Research indicates that at least 15 percent of GDP in revenue is necessary to finance these basic services, but in almost 30 of the 75 poorest countries, tax revenues are below this 15 percent threshold.
Amid these findings, major international organisations have called on governments from around the world to strengthen and increase the effectiveness of their tax systems to generate the domestic resources needed to meet the Sustainable Development Goals (SDGs) and promote inclusive economic growth. The international organisations are International Monetary Fund (IMF), Organisation for Economic Co-operation and Development (OECD), United Nations (UN) and World Bank Group.

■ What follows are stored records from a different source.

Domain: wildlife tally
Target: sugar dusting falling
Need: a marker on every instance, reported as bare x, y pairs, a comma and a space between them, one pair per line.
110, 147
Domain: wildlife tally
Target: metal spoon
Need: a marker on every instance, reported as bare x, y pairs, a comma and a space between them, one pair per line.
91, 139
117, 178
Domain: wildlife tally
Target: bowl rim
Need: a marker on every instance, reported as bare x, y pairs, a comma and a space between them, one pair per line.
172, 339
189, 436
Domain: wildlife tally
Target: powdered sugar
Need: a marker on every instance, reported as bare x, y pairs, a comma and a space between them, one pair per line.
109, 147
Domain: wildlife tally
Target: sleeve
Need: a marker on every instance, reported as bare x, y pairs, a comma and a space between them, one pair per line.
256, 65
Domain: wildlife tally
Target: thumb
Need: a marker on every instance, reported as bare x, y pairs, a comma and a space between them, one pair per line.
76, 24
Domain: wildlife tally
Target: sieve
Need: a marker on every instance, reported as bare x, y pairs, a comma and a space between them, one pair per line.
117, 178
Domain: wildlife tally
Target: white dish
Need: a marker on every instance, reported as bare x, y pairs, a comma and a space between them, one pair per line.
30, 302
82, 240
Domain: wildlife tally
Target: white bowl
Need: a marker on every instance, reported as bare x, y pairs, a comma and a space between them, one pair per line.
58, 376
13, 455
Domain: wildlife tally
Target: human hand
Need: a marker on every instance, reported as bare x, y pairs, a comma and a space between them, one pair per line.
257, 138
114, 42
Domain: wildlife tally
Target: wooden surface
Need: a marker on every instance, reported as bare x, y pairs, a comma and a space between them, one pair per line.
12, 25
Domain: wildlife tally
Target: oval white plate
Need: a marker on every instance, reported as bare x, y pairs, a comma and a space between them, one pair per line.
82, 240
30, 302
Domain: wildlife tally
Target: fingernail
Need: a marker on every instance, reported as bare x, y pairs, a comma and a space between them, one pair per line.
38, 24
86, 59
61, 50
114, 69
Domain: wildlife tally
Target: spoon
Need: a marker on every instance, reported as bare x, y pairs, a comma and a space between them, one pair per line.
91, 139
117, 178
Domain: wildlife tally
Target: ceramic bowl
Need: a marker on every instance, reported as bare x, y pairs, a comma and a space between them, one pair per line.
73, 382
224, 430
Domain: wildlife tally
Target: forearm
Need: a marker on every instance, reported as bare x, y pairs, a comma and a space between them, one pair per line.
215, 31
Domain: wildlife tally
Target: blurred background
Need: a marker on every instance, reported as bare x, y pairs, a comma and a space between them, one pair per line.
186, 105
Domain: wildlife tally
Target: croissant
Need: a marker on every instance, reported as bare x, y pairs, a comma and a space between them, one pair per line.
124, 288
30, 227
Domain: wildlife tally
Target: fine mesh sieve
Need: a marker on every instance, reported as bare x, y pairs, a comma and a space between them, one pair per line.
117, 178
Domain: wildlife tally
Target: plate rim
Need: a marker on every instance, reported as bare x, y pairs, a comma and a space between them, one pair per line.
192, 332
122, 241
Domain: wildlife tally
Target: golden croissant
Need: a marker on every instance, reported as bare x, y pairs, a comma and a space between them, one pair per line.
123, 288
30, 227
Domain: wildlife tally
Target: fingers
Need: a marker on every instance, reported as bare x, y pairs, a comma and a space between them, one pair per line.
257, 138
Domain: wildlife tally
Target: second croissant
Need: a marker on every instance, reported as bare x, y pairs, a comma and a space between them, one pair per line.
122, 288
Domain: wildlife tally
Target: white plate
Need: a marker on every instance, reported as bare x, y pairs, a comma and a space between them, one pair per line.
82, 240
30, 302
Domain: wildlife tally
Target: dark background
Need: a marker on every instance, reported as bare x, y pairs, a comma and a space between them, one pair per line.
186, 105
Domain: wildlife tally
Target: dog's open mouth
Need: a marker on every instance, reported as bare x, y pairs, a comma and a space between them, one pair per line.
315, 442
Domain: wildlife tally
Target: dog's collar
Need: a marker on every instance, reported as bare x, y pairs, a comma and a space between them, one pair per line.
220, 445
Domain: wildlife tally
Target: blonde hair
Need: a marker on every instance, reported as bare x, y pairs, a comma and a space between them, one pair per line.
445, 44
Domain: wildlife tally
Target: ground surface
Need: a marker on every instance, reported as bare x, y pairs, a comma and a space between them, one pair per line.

They noted that all countries need to pay greater attention to the spillovers from their tax policies and step up their support for stronger tax systems.
They made the call at a conference organized at UN headquarters by the Platform for Collaboration on Tax (PCT) which provided a unique opportunity to discuss the role of tax in ending poverty, protecting the planet and ensuring prosperity for all.
Governments and relevant stakeholders also need to continue to work together on establishing a fair and efficient system of international taxation, including efforts to fight tax evasion and tax avoidance.
During a three-day conference at UN headquarters on “Taxation and the SDGs”, ministers and deputy ministers of finance, tax authorities, and senior representatives from civil society, private sector, academia, regional and global organisations debated the key directions needed for tax policy and administration to meet the SDGs by 2030.
This rose includes: how to mobilise domestic resources for development; tax policies to support sustainable economic growth, investment and trade; the social dimensions of taxation (income and gender inequality, human development); as well as capacity development and international tax co-operation.
As an era of unprecedented international co-operation on tax is underway with the advent of initiatives like the Automatic Exchange of Information, the Base Erosion and Profit Shifting (BEPS) project, and the active engagement of the UN Tax Committee—all these initiatives create new opportunities for the enhanced participation of developing countries in international tax policy discussions and institutions, but also new challenges to fully realising the benefits of international co-operation on tax.
The conference aimed to provide guidance to countries and other stakeholders on how to better target tax efforts to achieve broader development goals. Insights from the conference helps inform and shape the future work of the PCT members and partners, including the IMF, OECD, UN and World Bank.